今泉:特に俺からは伝えてないですね。今話した父娘の対話シーンも、新さんが「ここのセリフはこう言ってもいいですか」と提案してくださって、「ぜひ、そうしましょう」という具合にやっていきました。実はそのシーンをテストした際に、志田さんがいくつかセリフを飛ばしてしまったのですが、意外と気にならなかったんです。ということは、その(飛ばした)セリフを言わなかったとしても、十分気持ちは伝わっているよねと、みんなで話し合って納得した上で撮っていきました。だから脚本に書かれたセリフが全てではなくて、その場で実際に起こったことを優先したんです。そういう現場で生まれることに対して、すごく楽しめたしテンションも上がりましたね。
陽が怒って義理の妹をどんっと突き飛ばすシーンでも、突き飛ばされた方の義理の妹はまだ幼児だし、父の直は直感的にそっちを助けに行ってしまうだろう、それで陽は悲しくなってしまう。最初はそういう流れを想像していたんです。でも新さんは「いや、でもこのまま直接は(義理の娘の方に)行けないと思うんです」と言ってくれて、陽の方に「おい、どうした⁉︎」と一瞬行ってから、義理の娘の方に向かう。現場でやってみて、そういう流れになっていった。俺の頭にあった方を優先するのではなく、ちゃんと感情に従った動きを提案してくれた。それも決して「絶対こうだよ」という威圧的な物言いではなく、「こうなると思うんですよね」って相談してくれたんです。これは新さんだけでなく、各々のキャストも色んなシーンでアイデアを出してくれました。

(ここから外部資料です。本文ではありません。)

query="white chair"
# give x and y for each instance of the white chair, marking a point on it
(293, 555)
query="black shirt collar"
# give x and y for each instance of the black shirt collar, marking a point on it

『かそけきサンカヨウ』© 2020 映画「かそけきサンカヨウ」製作委員会
また、石田ひかりさんの芝居も本当に素晴らしくて、個展に来てくれた陽に、気づくか、気づかないか、という微妙な視線をすごく細かくやってくださった。これは俺が勝手に思っていたことですが、そういうシーンでは、ある種、監督と役者の勝負みたいになるんですよ(笑)。「私、ちょっと芝居変えたの気づいてますか」みたいに試されている気がするから、「もちろんです!今は(陽に)ちょっと気づいた方の芝居をしてくれましたよね」みたいな感じになる。いや、俺の勝手な想像なのですが。でも、そういう細かい変化に気づけることで信頼関係が生まれていく気がしています。本当に素敵な方でした。
Q:その場で自然に起きたことが正解だというのは、すごく腑に落ちました。
今泉:読み飛ばしたのはミスかもしれませんが、充分伝わっているのであれば、それで良いのではないか。みんなそう思ったんですよね。そういうのは大事な気がします。